Poster
in
Workshop: Mathematical and Empirical Understanding of Foundation Models (ME-FoMo)
Instruction-Finetuned Foundation Models for Multimodal Web Navigation
Hiroki Furuta · Ofir Nachum · Kuang-Huei Lee · Yutaka Matsuo · Shixiang Gu · Izzeddin Gur
Keywords: [ Instruction Finetuning ] [ large language models ] [ foundation models ] [ web navigation ] [ Multimodal Document Understanding ] [ decision making ]
We propose an instruction-aligned multimodal agent for autonomous web navigation -- i.e., sequential decision making tasks employing a computer interface.

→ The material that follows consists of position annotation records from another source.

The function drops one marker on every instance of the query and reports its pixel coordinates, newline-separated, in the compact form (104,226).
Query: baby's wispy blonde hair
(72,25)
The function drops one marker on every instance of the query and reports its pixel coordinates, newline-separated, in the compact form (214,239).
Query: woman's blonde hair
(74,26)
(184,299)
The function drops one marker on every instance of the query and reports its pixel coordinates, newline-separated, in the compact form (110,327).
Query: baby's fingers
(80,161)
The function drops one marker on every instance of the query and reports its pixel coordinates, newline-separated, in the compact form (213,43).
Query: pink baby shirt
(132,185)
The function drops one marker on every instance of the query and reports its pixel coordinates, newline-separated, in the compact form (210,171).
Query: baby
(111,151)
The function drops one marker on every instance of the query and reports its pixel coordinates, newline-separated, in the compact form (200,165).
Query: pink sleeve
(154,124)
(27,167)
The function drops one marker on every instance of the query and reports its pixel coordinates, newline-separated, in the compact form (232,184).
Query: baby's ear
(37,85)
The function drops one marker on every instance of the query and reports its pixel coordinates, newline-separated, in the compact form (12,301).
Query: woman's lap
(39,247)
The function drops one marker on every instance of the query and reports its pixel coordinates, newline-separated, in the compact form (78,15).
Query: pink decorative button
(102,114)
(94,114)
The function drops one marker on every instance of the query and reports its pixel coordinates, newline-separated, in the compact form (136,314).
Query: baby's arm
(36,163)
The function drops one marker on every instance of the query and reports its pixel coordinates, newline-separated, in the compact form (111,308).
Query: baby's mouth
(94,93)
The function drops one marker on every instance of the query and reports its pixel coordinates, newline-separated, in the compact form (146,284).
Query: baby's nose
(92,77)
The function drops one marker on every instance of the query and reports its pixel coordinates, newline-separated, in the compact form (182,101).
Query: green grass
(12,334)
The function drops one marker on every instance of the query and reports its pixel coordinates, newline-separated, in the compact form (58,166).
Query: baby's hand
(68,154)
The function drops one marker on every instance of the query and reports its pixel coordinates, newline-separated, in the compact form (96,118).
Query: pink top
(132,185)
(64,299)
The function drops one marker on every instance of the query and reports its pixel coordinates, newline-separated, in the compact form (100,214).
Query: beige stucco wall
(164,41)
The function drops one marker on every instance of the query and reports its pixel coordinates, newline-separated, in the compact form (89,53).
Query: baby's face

Our approach is based on supervised finetuning of vision and language foundation models on a large corpus of web data consisting of webpage screenshots and HTML. Specifically, we use vision transformers on sequences of web page screenshots to extract patch-level image features. These features are concatenated with embedding of tokens in HTML documents. Using an instruction-finetuned large language model, we jointly encode both vision and HTML modalities and decode web actions such as click and type. We show that our method outperforms previous approaches by a significant margin, even in handling out-of-distribution HTML and compositional tasks. On the MiniWoB benchmark, we improve previous approaches using only HTML input by more than 17.7%, even surpassing the performance of RL-finetuned models. On the recent WebShop benchmark, our 3-billion-parameter model achieves superior performance to the existing state-of-the-art PaLM-540B. We also collect 347K gold demonstrations using our trained models, 29 times larger than prior work, and make them available to promote future research in this area. We believe that our work is a step towards building capable and generalist decision making agents for computer interface.